While having been compared to some of the literary greats, Hassel’s style is unique, in it’s flowing, picturesque imagery. He uses satire and humor to deflect or perhaps pause the nature described in these novels. But more than anything, it is possibly the humanity he brings out over and over again, that beautifully steers the moral compass, of these novels. Here’s a little excerpt from MONTE CASSINO:
“We were in Milan being re-equipped. We drifted round while the others did the work. We threw our weight about in Biffi and Gran Italia, having rows with officers of different nationalities. They couldn’t stand us, because we smelled of death and talked in vulgarly loud voices, but we made friends with Radi, the waiter. He composed our menus. That was at Biffi opposite La Scala. In the galleries and terrace cafes we drank fresa, which has a wonderful taste of strawberries.

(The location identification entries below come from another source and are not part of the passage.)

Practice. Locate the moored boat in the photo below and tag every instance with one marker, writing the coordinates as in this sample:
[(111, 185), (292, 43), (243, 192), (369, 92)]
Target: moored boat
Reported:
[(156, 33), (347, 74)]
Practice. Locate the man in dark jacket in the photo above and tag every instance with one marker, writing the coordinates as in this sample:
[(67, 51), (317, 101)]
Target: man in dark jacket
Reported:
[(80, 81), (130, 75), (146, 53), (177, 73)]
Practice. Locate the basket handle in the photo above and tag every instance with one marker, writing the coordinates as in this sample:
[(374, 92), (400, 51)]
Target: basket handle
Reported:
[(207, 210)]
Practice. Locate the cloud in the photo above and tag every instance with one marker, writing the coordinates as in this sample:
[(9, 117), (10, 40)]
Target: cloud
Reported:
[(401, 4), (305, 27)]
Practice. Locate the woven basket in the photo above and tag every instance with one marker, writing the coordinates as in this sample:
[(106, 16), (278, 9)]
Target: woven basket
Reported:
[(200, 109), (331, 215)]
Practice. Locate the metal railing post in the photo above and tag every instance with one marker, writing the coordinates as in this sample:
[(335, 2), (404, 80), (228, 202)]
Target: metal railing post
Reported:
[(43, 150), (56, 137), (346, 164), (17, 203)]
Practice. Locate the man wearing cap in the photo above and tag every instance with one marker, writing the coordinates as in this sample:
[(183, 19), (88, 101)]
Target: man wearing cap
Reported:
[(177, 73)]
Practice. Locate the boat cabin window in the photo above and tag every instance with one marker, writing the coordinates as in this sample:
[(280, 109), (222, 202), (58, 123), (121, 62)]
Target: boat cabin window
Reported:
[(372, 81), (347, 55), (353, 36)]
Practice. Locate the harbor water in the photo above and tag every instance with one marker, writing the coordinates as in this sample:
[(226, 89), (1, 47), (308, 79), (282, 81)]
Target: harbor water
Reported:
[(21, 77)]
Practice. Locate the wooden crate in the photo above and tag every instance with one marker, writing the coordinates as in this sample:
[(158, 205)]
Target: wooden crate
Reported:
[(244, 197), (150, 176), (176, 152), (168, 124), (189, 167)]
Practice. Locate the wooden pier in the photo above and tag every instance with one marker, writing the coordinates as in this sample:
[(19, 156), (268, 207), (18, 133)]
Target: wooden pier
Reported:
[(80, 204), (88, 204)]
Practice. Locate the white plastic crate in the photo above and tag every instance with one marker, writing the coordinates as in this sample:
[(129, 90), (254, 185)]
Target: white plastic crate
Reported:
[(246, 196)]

Heide and Barcelona had a fit of megalomania. They went to La Scala every night. They thought that was the right thing to do, for anybody who was anybody in Milan went there.
I fell in love. You do, when you drink fresa at one of the small tables in the galleries. She was twenty. I wasn’t much older. Her father kicked her out, when he found us in bed; but when he saw my uniform he turned pleasant. It was the same with most people in Europe in those days, at all events as long as we were within sight and hearing, they were as pleasant as could be.

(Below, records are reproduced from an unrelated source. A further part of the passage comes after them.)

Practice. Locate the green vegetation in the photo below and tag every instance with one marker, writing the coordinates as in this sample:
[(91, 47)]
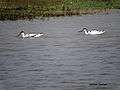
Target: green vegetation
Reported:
[(22, 9)]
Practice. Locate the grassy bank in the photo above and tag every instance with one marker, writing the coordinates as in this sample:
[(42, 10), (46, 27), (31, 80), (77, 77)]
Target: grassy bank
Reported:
[(33, 8)]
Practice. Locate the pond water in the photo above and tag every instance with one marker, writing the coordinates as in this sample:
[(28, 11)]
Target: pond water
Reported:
[(62, 59)]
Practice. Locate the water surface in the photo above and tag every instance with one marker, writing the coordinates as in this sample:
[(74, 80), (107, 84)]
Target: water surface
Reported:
[(63, 59)]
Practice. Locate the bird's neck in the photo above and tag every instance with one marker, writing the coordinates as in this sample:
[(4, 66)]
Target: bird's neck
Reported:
[(86, 32), (23, 34)]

I decided I was going to desert, but unfortunately I got drunk on fresa again with its lovely taste of strawberries and confided in Porta. After that they would not let me go out alone any more. Deserting was a stupidity that could have unpleasant repercussions on one’s friends.
We played a football match with an Italian infantry team. The game was a draw because both spectators and the two teams began fighting.
When they chucked us out of Biffi’s, we fornicated behind the pillars in the galleries and then drank ourselves silly with the ack-ack gunners on the roof.
People said there was a lot of unrest in Milan, but we never noticed any. Perhaps that was because we were drinking chianti and fresa with the partisans.
When Biffi closed, we often went back to Radi’s. He lived in a basement that had patches of damp on the walls and springs protruding from the mouldy seats of the chairs.
Radi would take off his shoes and pour mineral water over his feet. He said it helped them.”